Mitra: Reconstituted and re-moulded young widow
Not too long ago, one of my young friends, also in Christian ministry, left for his heavenly abode, leaving behind his 29-year-old wife.
While it is hard to imagine a life without one’s life partner at such a young age, life throws a curve at all of us — young or old.
In order to counsel the deceased wife, I looked up the story of another young widow in the Bible, the story of Ruth in the Old Testament.
Ruth was torn apart by the choice she had to make when she lost her husband.
She loved her country and her parents and relatives.
How could she choose between them and her mother-in-law?
No doubt they all had told her what decision to make at this time.
But, now, standing on the road together, even her mother-in-law advised her to turn back to her own relatives and forget those years when she had learned to love the God of Israel — the God whom her husband had taught her to love.
Her mind instantly replayed the happy years with her now-deceased husband and his family.
She had overcome many differences she had faced because he was a foreigner.
He worshipped a different God.
His ways were different.
He held different ideals, rules, attitudes and morals.
One by one, she made decisions to go his way, not hers.
She decided to embrace his God as her own and not just as his God.
She recalled the hurting, the unreality of those early days when she and her sister-in-law and mother-in-law all suffered together.
How they helped and encouraged each other in their sorrow.
She loved her husband’s mother, Naomi, even more than that she loved her God.
Now, her mother-in-law wanted her to return to her own country.
Ruth had to choose between her blood relatives and the God in whom she had come to trust.
Unknown to her, her choice decided whether she would become an ancestor of Jesus Christ, the Son of God.
We seldom even know at the time what will be the results of our choices in life.
If we choose in obedience to God, we need never say later: “If only I had known what the result would be.”
What enables us to make hard decisions in life?
First, we practise the small, day-by-day ones we know we ought to carry out.
Through these experiences, our character is moulded.
Each hard choice makes it easier to make the next one right.
She came through this latest period of indecision feeling wrung out but happy.
She chose to go with Naomi, not just because Naomi had been a good mother to her, not just because she and Naomi had been through hard experiences together, but because she had learned God is trustworthy.

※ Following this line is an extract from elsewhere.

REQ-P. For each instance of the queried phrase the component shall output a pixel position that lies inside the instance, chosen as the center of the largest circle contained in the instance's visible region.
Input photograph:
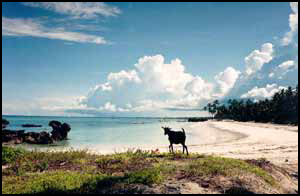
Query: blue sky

Without Him, she could not face life.
God controls our circumstances in order to mould our character as a potter moulds the clay in his hands.
Ruth spoke some of the most sublime words found in the scripture: “Where you go I will go. Your people will be my God. Where you live, I will live. Where you die, I will die and be buried.”
As she put her unknown future into the hands of God, she had no idea her name would be recorded in the Bible as the great-grandmother of the greatest King of Israel, and as an ancestor of Jesus Himself — she, an outsider, a foreigner, a young helpless widow.
Our circumstances may be horrific or ordinary.
The Lord knows what is needed in our life and perfectly fits our experiences to mould in us the character He wants.
We have the choice to co-operate with God or to resent Him and His plans.
Remember — He is the potter with all rights to make us the kind of vessel that He can use.
He is using His hands to personally create the circumstances that will perfectly fit us for His use.
Co-operate with Him, don’t become bitter.
Become a vessel fit for the Master’s use.
Narayan Mitra is a chaplain at Thompson Rivers University.